At the BTA, the district presented a conveyance of the real estate by deed from Palmer Square LLC to Palmer House Borrower LLC, which is the current owner of the real estate. The district also introduced documentation showing that Palmer House Borrower assumed the $25 million mortgage obligation on the same day the real estate transferred. In addition, the school produced a “purchase and sale agreement,” which indicated Palmer Square was selling to PPG Manhattan Real Estate Partners LLC all its real estate, personal property — including the clubhouse furnishings and recreational amenities at the complex — and intangibles, such as the name “Palmer House.” The final price was listed at $35.25 million. A settlement statement confirmed that Palmer House Borrower, the entity that now owned the apartment complex, was transferred for the stated sale price.

The district presented a financing appraisal valuing the property at $36.6 million, while an appraiser hired by Palmer House valued the real estate at $25 million.
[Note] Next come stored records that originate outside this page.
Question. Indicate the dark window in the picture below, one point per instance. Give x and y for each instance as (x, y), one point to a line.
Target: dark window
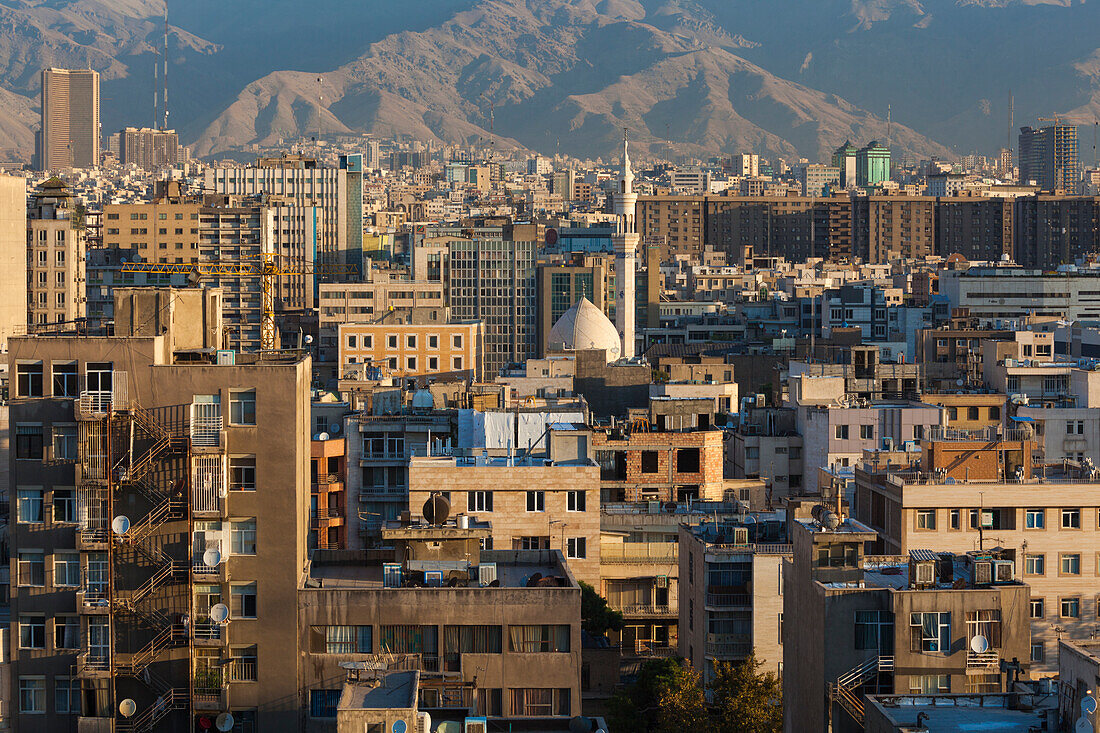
(688, 460)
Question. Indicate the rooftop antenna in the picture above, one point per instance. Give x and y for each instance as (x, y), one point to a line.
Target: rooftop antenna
(165, 99)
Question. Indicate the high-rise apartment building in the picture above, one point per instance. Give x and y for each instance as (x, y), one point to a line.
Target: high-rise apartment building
(149, 149)
(13, 258)
(55, 250)
(69, 134)
(149, 500)
(490, 276)
(872, 164)
(1049, 157)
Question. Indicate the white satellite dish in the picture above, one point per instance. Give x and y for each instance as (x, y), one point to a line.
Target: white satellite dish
(219, 613)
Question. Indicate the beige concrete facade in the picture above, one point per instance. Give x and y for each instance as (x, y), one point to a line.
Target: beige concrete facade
(530, 506)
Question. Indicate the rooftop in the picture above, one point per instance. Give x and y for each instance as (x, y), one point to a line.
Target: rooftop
(395, 689)
(958, 713)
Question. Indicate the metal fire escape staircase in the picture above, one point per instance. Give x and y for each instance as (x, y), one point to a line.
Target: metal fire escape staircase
(844, 690)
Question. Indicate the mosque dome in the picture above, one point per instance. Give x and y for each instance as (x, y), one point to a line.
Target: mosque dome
(584, 326)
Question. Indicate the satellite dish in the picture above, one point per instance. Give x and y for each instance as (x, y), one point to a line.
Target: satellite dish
(219, 613)
(437, 509)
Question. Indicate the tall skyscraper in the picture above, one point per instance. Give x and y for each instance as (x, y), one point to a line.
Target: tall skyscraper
(872, 164)
(1048, 156)
(69, 137)
(625, 243)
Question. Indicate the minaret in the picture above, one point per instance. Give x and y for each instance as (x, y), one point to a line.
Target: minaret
(625, 243)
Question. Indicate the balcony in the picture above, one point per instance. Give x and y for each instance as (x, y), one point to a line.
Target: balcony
(982, 659)
(644, 610)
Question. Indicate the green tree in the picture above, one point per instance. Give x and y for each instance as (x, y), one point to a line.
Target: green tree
(744, 699)
(681, 704)
(596, 616)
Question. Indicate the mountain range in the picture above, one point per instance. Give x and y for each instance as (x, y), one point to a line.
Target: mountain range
(785, 78)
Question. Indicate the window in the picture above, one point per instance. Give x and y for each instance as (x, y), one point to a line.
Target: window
(688, 460)
(341, 639)
(32, 695)
(242, 407)
(469, 639)
(67, 632)
(931, 632)
(32, 632)
(539, 637)
(32, 568)
(480, 501)
(64, 442)
(31, 505)
(930, 684)
(322, 703)
(66, 696)
(66, 568)
(875, 631)
(29, 441)
(242, 473)
(242, 536)
(243, 601)
(29, 380)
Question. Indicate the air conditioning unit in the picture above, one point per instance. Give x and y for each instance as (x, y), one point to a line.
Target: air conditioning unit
(925, 573)
(486, 573)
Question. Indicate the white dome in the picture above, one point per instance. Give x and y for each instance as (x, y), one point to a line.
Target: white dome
(584, 326)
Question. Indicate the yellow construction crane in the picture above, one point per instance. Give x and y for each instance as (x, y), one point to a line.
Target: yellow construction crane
(267, 266)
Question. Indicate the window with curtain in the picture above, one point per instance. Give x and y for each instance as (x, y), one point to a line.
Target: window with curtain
(536, 701)
(469, 639)
(341, 639)
(538, 637)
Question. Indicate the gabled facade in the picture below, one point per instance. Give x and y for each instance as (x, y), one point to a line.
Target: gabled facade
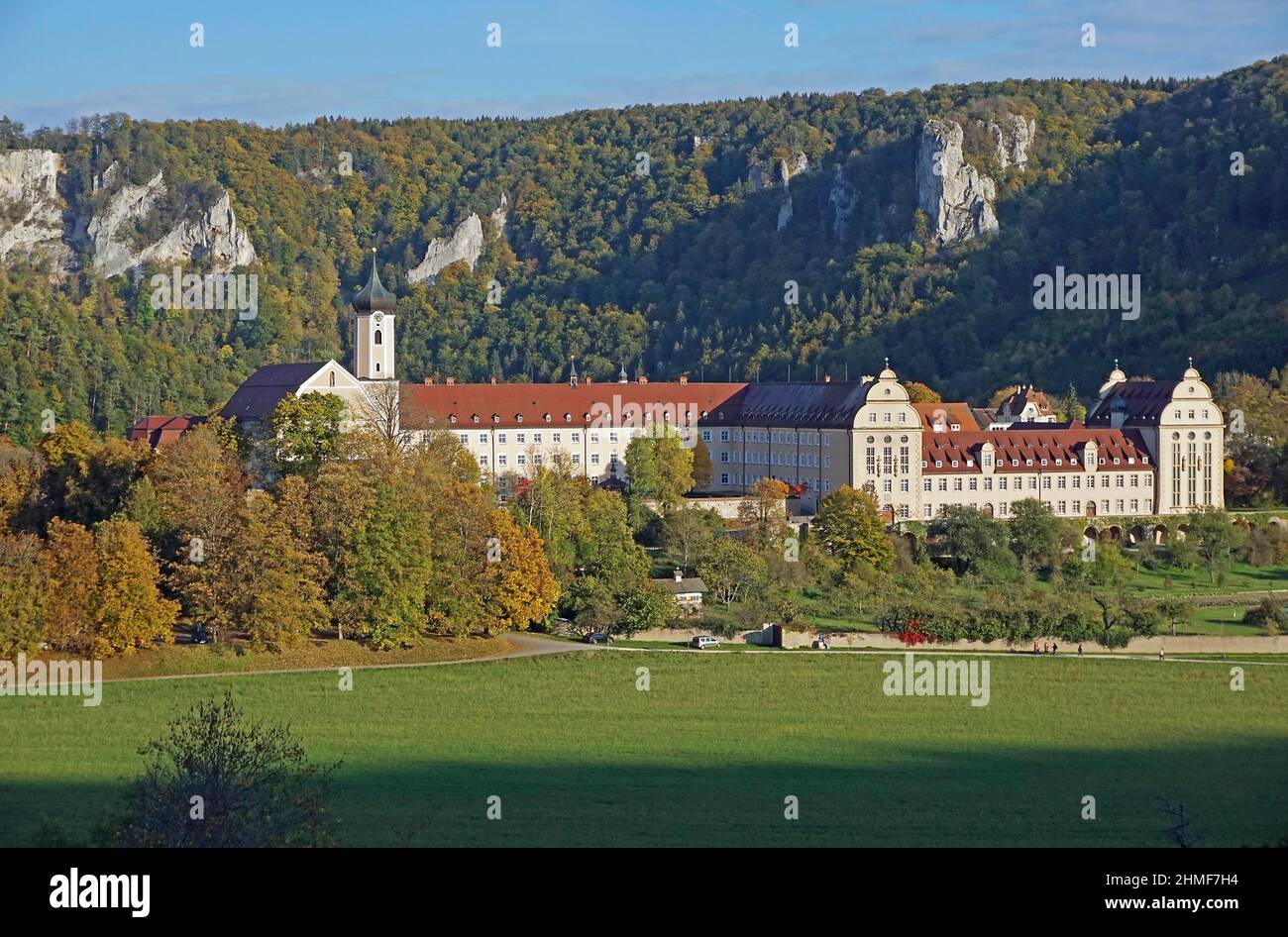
(1183, 429)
Palmer House disputed all the evidence introduced by the district.

The BTA considered the $35.25 million sale price to be the presumed value of the real estate, and then deducted the value of the personal property based on a computation performed by Palmer House’s appraiser. The BTA arrived at a $34.5 million valuation.

Palmer House appealed the BTA decision and requested that the Ohio Supreme Court consider the case.

Justice Donnelly explained that under Ohio law, when a property is the subject of a recent arm’s length sale between a willing seller and buyer, the sale price can be considered the true value of the property for tax purposes. The opinion explains the price is the best evidence of the value, but parties can rebut the sale price by introducing other evidence that demonstrates a different value.

Palmer House mainly argued that the BTA incorrectly considered the transactions among the LLCs as a real estate purchase rather than a transfer of the “going concern” value of the LLC. Because the transfer involved more than just the real estate, the BTA should adopt the complex’s appraiser’s value of $25 million, the company argued.

The opinion explained that unlike past cases where LLC transfer prices were not used to set property values, this case included a purchase agreement that identified the real estate as the primary subject of the sale, while also specifically describing the option for consummating the sale through the transfer of an LLC.

Based on the documents, the Court ruled the BTA acted reasonably and lawfully by valuing the property at $34.5 million for tax purposes.